Le contrebassiste et compositeur israélien Avishaï Cohen est un musicien de jazz indépendant ayant créé son propre label, Razdaz Records, sur lequel il a enregistré plusieurs disques en trio.
Son nouvel album Aurora rend compte, d’une manière évidente, de la liberté avec laquelle il pense sa musique, la redéfinissant suivant différents angles: au centre le jazz s’impose avec équilibre et clarté ; à l’extérieur de ce noyau se mélangent de façon non moins précise des musiques du Moyen-Orient, des rythmes latins, l’immédiateté mélodique de la pop ; le tout traversé par une rigueur qui a beaucoup à voir avec le classique. C’est-à-dire qu’à partir du moment où le jazz constitue l’élément solide de ces compositions, il peut alors s’inclure d’autres influences, aussi variées fussent-elles, sans que celles-ci ne dérangent l’équilibre général.
Et il apparaît que Cohen maîtrise particulièrement cet équilibre, par un jeu de dosage qui procède du dépouillement − de ce qu’il est nécessaire d’enlever pour que s’accentue la luminosité. Dans ce nouvel album, le langage musical de Cohen se précise depuis qu’il a décidé de chanter : on découvre une voix au timbre voilé qui serait le prolongement exact de la contrebasse. Ou plutôt sa traduction. Quelle voix aurait eue Charles Mingus s’il avait décidé de traduire par le chant ses propres compositions musicales : sans doute une voix faite de violence (canalisée), qui serait plus celle de la revendication que du souffle. De la même manière Avishaï Cohen est parvenu à rendre compte de son intensité musicale : il s’agit d’une voix aux résonances multiples, ni trop en retrait ni trop en avant. Et pour que l’élément vocal puisse porter réellement il fallait que, dans un même mouvement, l’instrumentation fût contenue.
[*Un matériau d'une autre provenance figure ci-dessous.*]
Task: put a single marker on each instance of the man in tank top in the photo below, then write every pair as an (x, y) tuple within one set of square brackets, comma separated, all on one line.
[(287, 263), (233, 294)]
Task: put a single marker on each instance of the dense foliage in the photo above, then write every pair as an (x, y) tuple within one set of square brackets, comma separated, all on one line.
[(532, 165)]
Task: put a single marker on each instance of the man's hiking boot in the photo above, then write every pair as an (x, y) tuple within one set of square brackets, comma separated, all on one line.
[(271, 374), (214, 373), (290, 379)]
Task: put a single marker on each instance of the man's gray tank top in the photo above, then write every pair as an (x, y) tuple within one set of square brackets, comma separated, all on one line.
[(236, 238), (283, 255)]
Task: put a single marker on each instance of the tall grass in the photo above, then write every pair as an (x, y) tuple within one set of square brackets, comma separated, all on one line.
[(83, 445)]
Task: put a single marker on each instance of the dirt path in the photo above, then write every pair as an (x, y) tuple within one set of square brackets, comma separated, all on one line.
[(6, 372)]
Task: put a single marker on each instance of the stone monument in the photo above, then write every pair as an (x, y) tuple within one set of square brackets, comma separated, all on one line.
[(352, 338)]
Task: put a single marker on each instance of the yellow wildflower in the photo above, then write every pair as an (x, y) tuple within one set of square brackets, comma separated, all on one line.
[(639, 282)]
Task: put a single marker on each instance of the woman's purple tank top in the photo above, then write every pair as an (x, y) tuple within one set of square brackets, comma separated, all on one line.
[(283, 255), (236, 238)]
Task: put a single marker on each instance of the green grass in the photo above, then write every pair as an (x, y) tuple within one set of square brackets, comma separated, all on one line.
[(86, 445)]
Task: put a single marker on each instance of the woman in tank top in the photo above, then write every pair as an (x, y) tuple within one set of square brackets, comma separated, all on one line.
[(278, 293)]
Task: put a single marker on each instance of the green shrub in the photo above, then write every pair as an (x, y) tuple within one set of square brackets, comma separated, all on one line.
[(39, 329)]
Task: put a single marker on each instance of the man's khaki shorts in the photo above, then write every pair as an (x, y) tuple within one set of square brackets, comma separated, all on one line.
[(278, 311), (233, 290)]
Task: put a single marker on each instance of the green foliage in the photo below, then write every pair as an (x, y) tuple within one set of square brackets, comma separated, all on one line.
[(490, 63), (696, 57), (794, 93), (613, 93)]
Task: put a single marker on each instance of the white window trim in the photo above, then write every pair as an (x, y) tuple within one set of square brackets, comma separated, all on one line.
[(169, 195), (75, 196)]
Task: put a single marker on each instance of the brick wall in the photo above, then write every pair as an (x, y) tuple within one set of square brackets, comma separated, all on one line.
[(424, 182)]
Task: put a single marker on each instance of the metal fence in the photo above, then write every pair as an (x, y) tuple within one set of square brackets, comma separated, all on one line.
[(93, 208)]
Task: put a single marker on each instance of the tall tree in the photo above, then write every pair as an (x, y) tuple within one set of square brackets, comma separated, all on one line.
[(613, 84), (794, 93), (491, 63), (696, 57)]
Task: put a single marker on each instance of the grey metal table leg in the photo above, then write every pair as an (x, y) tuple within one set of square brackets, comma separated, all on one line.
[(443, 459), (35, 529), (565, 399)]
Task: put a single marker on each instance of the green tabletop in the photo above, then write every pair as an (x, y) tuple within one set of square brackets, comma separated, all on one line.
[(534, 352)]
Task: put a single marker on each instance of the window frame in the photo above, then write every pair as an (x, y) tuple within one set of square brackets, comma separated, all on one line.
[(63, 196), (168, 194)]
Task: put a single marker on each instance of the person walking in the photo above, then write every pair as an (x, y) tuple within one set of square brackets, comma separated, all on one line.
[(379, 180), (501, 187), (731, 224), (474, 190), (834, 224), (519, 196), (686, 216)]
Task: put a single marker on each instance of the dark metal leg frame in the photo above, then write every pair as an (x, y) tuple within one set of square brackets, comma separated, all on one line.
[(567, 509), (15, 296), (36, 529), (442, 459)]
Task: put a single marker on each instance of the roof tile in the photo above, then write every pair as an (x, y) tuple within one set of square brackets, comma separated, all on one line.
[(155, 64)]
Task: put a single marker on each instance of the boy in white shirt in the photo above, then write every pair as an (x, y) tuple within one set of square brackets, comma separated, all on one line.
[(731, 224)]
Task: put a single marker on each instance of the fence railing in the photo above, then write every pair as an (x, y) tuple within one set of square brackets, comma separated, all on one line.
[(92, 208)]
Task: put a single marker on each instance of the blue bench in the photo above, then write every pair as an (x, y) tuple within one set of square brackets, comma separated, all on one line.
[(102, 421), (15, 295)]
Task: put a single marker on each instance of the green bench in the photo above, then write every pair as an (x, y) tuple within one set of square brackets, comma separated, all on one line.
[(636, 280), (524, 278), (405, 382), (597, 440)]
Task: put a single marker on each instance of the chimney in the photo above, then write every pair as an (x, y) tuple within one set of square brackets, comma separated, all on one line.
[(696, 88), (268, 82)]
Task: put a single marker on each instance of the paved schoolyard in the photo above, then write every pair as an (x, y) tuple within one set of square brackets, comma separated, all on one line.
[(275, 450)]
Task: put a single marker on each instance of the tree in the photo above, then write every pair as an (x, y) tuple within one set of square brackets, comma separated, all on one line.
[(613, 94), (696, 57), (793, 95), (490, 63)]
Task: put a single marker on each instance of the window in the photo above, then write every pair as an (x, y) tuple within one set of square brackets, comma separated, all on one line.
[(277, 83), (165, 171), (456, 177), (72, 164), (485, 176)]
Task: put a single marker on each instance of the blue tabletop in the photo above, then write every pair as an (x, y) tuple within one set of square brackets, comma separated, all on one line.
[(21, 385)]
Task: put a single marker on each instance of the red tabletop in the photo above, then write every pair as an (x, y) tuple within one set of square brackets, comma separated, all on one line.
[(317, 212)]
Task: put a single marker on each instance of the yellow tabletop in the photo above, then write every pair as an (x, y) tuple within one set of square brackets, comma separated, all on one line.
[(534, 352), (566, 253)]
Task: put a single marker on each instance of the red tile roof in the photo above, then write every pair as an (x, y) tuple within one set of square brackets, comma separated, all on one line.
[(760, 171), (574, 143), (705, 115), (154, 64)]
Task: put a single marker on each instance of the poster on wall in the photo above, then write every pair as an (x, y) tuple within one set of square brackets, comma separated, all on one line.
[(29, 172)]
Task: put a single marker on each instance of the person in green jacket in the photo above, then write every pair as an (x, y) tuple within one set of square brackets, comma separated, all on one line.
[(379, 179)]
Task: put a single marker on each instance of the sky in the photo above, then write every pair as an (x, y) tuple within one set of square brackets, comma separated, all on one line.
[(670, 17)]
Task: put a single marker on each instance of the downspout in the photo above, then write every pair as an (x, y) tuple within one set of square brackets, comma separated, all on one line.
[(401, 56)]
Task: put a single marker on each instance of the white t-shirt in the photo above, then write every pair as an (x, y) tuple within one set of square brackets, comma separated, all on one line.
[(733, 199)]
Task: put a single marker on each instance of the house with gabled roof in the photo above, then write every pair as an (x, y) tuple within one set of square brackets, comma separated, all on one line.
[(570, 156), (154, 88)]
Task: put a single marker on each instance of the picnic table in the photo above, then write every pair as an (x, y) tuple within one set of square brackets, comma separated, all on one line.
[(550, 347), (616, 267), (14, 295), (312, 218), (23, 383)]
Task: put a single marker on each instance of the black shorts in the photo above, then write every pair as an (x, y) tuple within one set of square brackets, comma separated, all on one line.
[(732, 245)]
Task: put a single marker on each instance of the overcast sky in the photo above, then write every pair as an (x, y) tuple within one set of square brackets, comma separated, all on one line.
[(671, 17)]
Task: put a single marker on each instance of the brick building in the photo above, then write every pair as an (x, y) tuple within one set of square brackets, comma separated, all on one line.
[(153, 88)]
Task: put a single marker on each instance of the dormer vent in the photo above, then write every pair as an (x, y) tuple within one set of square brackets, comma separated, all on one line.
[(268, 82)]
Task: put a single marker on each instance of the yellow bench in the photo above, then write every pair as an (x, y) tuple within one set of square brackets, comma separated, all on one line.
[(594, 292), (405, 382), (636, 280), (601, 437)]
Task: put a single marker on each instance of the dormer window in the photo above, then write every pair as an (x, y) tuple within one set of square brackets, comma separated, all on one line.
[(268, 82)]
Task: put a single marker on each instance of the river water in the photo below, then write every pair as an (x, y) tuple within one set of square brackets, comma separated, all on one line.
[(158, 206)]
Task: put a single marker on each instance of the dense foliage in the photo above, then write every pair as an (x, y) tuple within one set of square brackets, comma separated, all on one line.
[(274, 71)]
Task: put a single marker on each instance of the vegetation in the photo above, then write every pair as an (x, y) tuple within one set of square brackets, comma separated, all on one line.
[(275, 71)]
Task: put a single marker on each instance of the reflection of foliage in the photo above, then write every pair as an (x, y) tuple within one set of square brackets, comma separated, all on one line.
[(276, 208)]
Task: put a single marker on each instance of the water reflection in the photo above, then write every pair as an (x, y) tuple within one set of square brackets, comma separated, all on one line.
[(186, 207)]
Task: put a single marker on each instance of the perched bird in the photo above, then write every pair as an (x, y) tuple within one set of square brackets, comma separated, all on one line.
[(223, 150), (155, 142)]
"Quand je me suis mis à chanter j’ai compris que, pour ne pas perdre l’effet réel de la voix, il valait mieux ne pas trop en rajouter." explique-t-il dans une récente interview. Exemple, remarquable, dans le morceau "Still" : une seule ligne musicale, lente, répétitive (s’agit-il d’un violoncelle ? − le doute provient du fait que cet instrument n’est pas répertorié parmi les instruments) prend une ampleur absolument fascinante parce doublée uniquement du chant de Cohen, qui se positionne à parts égales de cette boucle. Une telle simplicité surprend par des effets de vertiges, qu’un accompagnement plus riche n’eût pas rendus avec la même force. Vitalité et sensualité : telle serait la définition de ce grand disque, trouvant son point d’ancrage dans le chant multilingue – hébreu, espagnol, anglais. Générosité et romantisme également, selon une conséquence naturelle aux deux premiers termes.
Ne connaissant pas d’autres disques de cet auteur, il me serait difficile de parler ici d’accomplissement, à moins de compromettre l’intégrité de ce travail. Mais je vais tout de même l’utiliser pour une raison : si la démarche d’un critique digne de ce nom est de décrire un disque sans émettre une seule opinion (directement liée à la part de marché du disque), force est de constater que l’écoute d’un tel disque produit un événement de l’ordre de la rencontre (pour le philosophe Lévinas la rencontre est le seul événement véritablement important de l’existence). Et il n’existe pas de rencontre sans possibilité d’accomplissement – celle de l’autre impliquant celle de soi-même.